Three years later, McGivern wrote the screenplay for the 1968 film The Wrecking Crew, director Phil Karlson’s spy comedy starring Dean Martin, based on Donald Hamilton’s novel of the same name, the second of a total of twenty-seven novels about fictional assassin Matt Helm. Karlson’s adaptation was the fourth and final Matt Helm film, the last movie to star Sharon Tate released before her untimely death in 1969, as well as the Hollywood debut of Chuck Norris and Bruce Lee, with the latter working on The Wrecking Crew as an action director.

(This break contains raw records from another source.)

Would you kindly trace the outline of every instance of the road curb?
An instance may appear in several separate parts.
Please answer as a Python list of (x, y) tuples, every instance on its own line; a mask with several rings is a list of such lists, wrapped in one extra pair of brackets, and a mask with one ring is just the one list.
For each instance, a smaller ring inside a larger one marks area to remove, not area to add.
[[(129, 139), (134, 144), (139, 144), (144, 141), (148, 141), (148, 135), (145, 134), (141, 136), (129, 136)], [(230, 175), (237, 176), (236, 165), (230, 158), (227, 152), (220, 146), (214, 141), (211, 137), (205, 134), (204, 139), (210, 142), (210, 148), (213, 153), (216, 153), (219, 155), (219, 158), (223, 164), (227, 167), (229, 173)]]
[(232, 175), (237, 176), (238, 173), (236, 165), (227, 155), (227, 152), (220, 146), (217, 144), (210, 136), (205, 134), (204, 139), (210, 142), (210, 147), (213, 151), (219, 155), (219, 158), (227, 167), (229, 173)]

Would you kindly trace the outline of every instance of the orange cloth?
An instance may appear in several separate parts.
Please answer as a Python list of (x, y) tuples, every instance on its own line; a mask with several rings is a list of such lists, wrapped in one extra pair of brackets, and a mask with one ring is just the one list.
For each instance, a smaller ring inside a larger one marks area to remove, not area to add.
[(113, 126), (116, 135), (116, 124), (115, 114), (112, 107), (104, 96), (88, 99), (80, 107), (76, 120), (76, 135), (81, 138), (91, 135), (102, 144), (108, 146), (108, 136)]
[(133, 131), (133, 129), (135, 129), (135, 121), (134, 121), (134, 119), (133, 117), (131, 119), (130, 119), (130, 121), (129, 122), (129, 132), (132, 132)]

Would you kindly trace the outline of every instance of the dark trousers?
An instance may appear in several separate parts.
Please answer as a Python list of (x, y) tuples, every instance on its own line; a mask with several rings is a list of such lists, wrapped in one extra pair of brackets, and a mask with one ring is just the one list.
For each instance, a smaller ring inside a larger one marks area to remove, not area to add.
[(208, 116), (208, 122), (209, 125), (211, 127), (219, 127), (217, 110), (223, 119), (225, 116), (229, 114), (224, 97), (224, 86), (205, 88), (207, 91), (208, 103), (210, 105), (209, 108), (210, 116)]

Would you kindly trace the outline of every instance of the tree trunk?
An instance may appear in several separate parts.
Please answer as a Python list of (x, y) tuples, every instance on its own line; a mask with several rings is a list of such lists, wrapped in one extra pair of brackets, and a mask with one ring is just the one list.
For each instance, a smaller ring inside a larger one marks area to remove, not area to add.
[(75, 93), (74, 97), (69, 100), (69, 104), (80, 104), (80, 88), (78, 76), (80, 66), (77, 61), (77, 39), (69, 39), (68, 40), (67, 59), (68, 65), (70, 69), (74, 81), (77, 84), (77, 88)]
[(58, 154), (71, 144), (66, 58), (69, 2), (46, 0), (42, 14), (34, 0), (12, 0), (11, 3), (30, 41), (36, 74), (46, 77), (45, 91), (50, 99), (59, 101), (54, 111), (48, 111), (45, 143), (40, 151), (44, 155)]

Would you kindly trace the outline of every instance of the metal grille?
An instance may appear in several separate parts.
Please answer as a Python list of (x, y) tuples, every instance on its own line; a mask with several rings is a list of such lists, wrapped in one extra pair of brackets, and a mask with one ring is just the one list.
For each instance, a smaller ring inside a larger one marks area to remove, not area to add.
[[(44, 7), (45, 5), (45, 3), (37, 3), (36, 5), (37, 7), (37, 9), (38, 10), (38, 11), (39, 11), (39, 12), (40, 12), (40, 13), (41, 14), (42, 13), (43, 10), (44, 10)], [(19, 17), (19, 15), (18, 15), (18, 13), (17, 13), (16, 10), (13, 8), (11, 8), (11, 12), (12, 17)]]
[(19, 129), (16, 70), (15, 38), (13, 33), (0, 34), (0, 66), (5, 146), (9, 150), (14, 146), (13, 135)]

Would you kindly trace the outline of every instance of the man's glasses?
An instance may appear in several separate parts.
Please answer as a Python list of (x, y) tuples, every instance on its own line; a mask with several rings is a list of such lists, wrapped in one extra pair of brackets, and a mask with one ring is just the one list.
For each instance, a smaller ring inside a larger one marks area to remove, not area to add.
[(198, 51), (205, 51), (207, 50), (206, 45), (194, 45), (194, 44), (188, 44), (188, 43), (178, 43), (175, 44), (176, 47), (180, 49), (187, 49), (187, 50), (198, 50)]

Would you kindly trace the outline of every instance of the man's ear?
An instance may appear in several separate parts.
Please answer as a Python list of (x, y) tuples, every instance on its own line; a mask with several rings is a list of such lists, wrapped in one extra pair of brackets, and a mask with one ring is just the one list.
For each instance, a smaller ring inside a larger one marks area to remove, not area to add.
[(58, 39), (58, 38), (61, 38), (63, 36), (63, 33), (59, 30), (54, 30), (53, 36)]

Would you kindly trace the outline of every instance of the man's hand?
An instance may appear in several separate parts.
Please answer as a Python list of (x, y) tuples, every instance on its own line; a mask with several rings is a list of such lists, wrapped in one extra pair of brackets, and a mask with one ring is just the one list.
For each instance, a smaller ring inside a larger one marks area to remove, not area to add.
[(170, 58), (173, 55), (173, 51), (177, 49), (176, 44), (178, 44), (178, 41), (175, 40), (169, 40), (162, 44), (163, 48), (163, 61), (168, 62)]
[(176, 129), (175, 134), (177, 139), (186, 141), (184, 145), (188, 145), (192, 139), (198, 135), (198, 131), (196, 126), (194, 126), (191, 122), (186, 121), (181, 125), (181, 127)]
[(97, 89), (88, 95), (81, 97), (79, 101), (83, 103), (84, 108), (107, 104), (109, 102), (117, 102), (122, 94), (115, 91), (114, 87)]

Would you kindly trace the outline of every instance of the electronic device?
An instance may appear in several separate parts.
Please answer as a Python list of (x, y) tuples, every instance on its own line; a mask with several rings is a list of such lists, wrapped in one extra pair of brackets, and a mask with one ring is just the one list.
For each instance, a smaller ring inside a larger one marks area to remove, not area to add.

McGivern’s last film credit as a screenwriter was the 1975 movie Brannigan that he co-wrote with Christopher Trumbo, Michael Butler and William W. Norton. Douglas Hickox’s action thriller stars John Wayne as a Chicago Police Lieutenant tasked with going to London and extraditing an American gangster. Brannigan turned out to be one of Wayne’s films that did not do all to well at the box office, and one that he allegedly made after witnessing the success of Dirty Harry, a film he later regretted turning down.
William P. McGivern succumbed to cancer in 1982 at the age of sixty-three, leaving behind his two children and his wife Maureen Daly, also an author, together with whom he wrote the 1958 novel Mention My Name in Mombasa: the Unscheduled Adventures of an American Family Abroad about their time spent living in other countries. It could be said that the beloved novelist lived a full and exciting life, contributing not only to the world of literature with many a hard-boiled detective novel, but also to the world of film and television, both as the author of quite a few source materials, as well as a screenwriter in his own right.